A 19h30, le verdict tombe. 733 députés ont voté, 383 votes pour, 327 contre, 22 votes blancs, 1 nul. Ursula von der Leyen est élue avec 9 voix d’avance sur la majorité requise (374), loin des 400 voix supposées. D’autant plus que le Mouvement 5 étoiles (M5S) italien, siégeant parmi les non-inscrits et que le PiS polonais (Droit et justice) ont annoncé leur soutien à la candidate. De manière purement spéculative - le scrutin se déroule à bulletin secret - il s’avère donc que même des élus au sein du PPE (une quarantaine selon nos décomptes) n’ont pas voté en faveur de la candidate von der Leyen. De quoi laisser présager de nouvelles difficultés autour d’une majorité européenne. Parmi les 74 députés français, seulement 28 auraient soutenu la candidate Von der Leyen.

“Dans la démocratie, la majorité, c’est la majorité. Deux semaines plus tôt, je n’avais pas la majorité car on ne me connaissait pas. Je suis très heureuse qu’après treize jours seulement, on a réussi à former une majorité européenne” a déclaré la Présidente élue de la Commission européenne a l’issue de son élection. D’accord mais quelle majorité ? Les Verts veulent s’inscrire dans une opposition constructive en se joignant à la majorité au cas par cas, le PPE ne semble pas avoir totalement digéré l’échec du processus des Spitzenkandidaten et les S&D se disent “vigilants pour que les engagements pris soient respectés”, mélange “d’esprit de coopération” et d’avertissement sur le nécessaire soutien des S&D pour former la majorité. Seuls le groupe Renew Europe (RE) semble satisfait du processus.
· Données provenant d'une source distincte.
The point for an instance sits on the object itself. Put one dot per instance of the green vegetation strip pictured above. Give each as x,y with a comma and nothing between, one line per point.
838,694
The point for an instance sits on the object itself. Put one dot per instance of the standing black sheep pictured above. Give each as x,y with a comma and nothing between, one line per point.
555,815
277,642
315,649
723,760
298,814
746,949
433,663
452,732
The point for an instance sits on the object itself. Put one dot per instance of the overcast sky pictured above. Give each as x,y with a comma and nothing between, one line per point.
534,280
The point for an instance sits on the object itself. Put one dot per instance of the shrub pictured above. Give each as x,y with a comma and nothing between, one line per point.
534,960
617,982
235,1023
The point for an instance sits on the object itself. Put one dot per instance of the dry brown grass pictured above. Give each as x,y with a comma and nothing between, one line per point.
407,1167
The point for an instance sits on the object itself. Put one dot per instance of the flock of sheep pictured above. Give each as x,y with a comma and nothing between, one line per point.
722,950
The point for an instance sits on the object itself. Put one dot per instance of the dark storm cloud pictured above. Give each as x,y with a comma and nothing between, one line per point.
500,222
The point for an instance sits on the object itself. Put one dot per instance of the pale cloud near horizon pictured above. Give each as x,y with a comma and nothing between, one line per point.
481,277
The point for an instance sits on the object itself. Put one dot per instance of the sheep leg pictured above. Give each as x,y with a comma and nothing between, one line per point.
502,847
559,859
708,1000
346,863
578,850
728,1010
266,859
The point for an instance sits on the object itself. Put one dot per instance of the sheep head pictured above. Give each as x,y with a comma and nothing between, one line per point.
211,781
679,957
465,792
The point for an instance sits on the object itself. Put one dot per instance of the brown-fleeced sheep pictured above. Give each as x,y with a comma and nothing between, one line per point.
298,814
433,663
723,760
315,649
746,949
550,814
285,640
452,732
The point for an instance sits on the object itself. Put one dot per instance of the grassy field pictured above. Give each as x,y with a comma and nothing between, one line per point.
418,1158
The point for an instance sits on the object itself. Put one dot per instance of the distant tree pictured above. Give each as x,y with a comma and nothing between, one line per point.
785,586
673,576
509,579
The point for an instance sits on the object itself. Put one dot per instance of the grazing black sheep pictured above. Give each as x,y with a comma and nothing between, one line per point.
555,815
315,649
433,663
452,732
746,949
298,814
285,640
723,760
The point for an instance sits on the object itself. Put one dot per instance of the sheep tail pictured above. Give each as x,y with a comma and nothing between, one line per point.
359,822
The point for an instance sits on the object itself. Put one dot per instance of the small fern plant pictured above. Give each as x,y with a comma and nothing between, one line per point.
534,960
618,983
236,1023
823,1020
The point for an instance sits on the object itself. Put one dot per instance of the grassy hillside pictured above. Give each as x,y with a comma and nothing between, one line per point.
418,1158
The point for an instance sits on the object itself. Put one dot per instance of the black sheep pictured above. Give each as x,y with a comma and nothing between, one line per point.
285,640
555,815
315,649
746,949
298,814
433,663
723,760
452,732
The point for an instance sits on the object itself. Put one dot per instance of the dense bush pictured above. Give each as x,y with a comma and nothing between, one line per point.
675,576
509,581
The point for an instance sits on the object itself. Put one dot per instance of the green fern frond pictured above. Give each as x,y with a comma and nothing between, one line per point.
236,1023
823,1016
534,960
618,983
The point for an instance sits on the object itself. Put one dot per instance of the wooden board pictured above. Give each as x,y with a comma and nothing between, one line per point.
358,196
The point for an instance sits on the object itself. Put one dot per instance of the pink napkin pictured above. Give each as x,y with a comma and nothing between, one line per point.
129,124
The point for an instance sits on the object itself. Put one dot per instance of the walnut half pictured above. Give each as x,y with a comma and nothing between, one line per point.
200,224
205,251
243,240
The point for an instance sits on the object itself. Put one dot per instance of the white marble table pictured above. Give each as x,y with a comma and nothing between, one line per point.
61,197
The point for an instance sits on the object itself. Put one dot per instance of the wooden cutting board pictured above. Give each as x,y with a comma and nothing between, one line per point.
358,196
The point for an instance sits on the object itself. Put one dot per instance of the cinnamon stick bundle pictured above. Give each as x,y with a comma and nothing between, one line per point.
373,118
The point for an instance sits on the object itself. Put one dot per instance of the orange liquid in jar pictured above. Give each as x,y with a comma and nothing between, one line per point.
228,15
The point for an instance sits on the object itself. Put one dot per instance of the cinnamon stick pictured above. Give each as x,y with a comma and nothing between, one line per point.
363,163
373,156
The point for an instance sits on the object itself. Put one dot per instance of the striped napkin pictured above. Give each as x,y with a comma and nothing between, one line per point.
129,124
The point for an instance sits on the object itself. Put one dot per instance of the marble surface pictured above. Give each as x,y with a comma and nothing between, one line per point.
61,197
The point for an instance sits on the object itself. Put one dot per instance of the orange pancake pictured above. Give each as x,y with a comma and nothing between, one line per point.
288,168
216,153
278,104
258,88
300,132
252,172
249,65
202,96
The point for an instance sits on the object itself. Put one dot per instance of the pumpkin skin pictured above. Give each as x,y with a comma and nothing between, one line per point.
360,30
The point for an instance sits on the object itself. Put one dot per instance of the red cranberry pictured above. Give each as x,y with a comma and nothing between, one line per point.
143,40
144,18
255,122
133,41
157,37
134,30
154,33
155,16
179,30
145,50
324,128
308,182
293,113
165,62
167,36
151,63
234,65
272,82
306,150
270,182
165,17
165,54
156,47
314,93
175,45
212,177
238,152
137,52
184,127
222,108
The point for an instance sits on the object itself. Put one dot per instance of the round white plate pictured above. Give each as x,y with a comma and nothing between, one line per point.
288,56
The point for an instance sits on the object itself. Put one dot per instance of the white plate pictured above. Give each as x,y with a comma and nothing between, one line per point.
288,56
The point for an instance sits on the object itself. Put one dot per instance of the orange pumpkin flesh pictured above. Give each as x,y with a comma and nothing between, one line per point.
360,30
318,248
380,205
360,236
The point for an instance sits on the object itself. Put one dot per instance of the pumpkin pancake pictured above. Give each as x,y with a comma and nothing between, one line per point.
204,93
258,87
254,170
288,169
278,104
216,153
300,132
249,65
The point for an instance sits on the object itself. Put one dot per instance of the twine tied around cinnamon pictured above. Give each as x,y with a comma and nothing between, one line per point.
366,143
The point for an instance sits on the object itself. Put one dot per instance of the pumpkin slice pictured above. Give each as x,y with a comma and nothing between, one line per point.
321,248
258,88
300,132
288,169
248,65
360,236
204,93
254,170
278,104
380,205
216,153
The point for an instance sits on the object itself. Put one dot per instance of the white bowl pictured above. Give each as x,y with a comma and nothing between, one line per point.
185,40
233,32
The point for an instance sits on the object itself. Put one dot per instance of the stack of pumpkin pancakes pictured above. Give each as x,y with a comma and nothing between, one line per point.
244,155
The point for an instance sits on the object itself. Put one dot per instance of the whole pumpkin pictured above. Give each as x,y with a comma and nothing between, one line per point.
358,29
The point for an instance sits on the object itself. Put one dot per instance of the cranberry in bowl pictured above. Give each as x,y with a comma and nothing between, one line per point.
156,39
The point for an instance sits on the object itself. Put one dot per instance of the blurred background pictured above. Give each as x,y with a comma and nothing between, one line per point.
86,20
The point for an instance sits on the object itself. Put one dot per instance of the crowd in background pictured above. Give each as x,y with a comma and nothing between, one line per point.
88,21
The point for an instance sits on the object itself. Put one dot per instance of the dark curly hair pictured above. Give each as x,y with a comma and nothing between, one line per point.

La majorité qui se dessine au Parlement européen est donc une majorité fluctuante au gré des opportunités d’alliance sur les projets de la Commission européenne qui seront discutés. Le processus de nomination de la Présidente de la Commission européenne semble avoir affaibli l’institution garante de la démocratie européenne, la seule à être élue au suffrage universel direct par les citoyens européens. Ursula von der Leyen deviendra certes Présidente de la Commission européenne le 1er novembre 2019, mais devra sans cesse chercher la confiance d’une majorité pour poursuivre son action.

Les auditions de son collège de commissaires devront donc être intraitables pour que le Parlement joue son plein rôle de contrôle de la Commission européenne. Si le conflit interinstitutionnel a été évité de justesse mardi soir, aucun enthousiasme envers les méthodes du Conseil européen n’est à saluer.